Mentre Curio Dentato diceva con grande verità che preferiva essere morto piuttosto che vivere da morto: “Il peggiore dei mali è uscire dal rango dei viventi prima di morire”.
Per me, il peggiore dei mali sarebbe uscire da questo mondo che ho riscoperto, fatto di passione, di serenità, di semplicità, di intensità, di apprezzamento, come quello che mi sta regalando la Trasgressione con i vari progetti che abbiamo realizzato e stiamo realizzando; come quella stupenda esperienza che ho vissuto di recente al salone tirocini dell’Università Bicocca di Milano, insieme alle bravissime Carlotta e Anita.

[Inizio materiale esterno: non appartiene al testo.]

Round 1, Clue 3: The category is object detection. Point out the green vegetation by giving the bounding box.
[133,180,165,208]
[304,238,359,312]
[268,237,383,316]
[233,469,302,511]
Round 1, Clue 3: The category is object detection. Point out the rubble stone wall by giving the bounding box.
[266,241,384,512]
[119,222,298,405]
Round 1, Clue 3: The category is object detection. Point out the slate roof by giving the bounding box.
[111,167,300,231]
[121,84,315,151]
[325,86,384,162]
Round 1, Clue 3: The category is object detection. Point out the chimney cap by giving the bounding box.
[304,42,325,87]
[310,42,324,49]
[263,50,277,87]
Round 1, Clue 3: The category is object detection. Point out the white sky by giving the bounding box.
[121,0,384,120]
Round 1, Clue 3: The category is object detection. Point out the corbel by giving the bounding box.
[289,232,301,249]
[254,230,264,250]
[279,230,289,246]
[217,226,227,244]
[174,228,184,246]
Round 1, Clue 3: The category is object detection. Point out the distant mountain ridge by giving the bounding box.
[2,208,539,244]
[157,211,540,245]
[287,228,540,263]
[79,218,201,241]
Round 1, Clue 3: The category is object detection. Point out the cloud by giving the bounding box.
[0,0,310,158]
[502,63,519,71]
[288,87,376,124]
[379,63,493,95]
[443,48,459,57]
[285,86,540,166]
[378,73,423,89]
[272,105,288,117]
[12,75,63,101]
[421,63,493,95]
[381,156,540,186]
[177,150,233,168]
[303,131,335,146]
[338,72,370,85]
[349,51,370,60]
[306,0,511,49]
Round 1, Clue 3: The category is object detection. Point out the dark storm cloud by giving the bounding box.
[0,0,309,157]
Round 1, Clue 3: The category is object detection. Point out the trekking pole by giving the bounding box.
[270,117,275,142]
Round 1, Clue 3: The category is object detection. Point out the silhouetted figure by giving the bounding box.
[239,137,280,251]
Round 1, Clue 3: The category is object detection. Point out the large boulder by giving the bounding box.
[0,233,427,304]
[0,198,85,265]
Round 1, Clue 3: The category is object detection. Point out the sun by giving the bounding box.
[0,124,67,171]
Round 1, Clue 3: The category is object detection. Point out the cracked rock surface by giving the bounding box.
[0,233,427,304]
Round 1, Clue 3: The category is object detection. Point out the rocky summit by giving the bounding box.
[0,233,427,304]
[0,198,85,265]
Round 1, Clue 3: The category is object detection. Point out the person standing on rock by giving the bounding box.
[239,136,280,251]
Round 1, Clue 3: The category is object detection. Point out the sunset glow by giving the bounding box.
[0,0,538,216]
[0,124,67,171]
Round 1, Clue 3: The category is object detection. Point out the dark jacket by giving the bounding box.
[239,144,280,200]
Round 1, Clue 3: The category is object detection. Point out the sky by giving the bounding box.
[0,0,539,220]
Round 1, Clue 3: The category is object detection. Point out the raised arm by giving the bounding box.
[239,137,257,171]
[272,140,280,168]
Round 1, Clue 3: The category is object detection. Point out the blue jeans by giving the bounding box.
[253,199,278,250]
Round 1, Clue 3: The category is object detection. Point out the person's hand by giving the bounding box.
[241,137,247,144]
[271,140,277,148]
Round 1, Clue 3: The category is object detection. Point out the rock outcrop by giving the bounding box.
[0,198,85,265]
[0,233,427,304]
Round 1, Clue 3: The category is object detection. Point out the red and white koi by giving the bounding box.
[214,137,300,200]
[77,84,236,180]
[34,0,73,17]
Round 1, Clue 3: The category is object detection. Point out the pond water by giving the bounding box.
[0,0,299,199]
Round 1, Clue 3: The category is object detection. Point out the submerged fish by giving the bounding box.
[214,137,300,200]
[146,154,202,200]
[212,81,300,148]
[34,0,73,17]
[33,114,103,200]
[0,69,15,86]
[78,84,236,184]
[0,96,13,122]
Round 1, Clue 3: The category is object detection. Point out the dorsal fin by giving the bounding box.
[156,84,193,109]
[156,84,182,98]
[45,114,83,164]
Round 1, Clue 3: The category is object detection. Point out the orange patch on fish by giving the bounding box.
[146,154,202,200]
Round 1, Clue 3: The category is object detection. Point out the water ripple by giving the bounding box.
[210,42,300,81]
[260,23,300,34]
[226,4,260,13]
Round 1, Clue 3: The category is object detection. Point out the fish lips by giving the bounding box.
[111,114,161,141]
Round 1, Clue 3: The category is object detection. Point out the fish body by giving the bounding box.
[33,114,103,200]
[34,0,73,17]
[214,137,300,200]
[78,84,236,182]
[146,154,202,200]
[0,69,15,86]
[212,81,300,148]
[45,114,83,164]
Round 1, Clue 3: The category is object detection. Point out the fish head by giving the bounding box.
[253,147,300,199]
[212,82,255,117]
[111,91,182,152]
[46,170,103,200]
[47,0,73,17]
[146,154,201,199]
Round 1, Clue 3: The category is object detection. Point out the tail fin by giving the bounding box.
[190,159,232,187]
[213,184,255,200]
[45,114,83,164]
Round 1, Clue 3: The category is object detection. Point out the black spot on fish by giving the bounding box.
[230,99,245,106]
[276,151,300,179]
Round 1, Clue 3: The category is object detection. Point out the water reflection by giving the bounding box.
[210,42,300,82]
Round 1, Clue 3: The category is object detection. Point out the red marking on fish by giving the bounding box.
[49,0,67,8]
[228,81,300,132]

È stata una giornata per me di emozione e di commozione: essere stato partecipe e protagonista in rappresentanza del Gruppo della Trasgressione e spiegare ai futuri tirocinanti, laureati, post-laureati che cosa fa il gruppo per il recupero dei detenuti è stata una sensazione incredibilmente bella perché mi avete permesso di essere una persona normale, malgrado il mio tragico passato criminale.
Come non parlare poi della partecipazione all’evento della Fabbrica del Vapore, che mi ha consentito di visitare il Cimitero Monumentale che sembra un museo a cielo aperto, con tutti i suoi sepolcri scolpiti da mani di sapienti artisti. Mi hanno fatto emozionare per le loro opere. Che sensazione!
Quanti pensieri in quel momento mi hanno invaso la mente! Pensavo alle persone che per causa mia non ci sono più, ai miei genitori, a tutte le persone che soffrono per me. Provavo tanta tristezza, tanto dolore, tanta vergogna.
Spero che attraverso questa mia consapevolezza di oggi, io possa lenire il dolore di ognuno di loro e dei loro famigliari.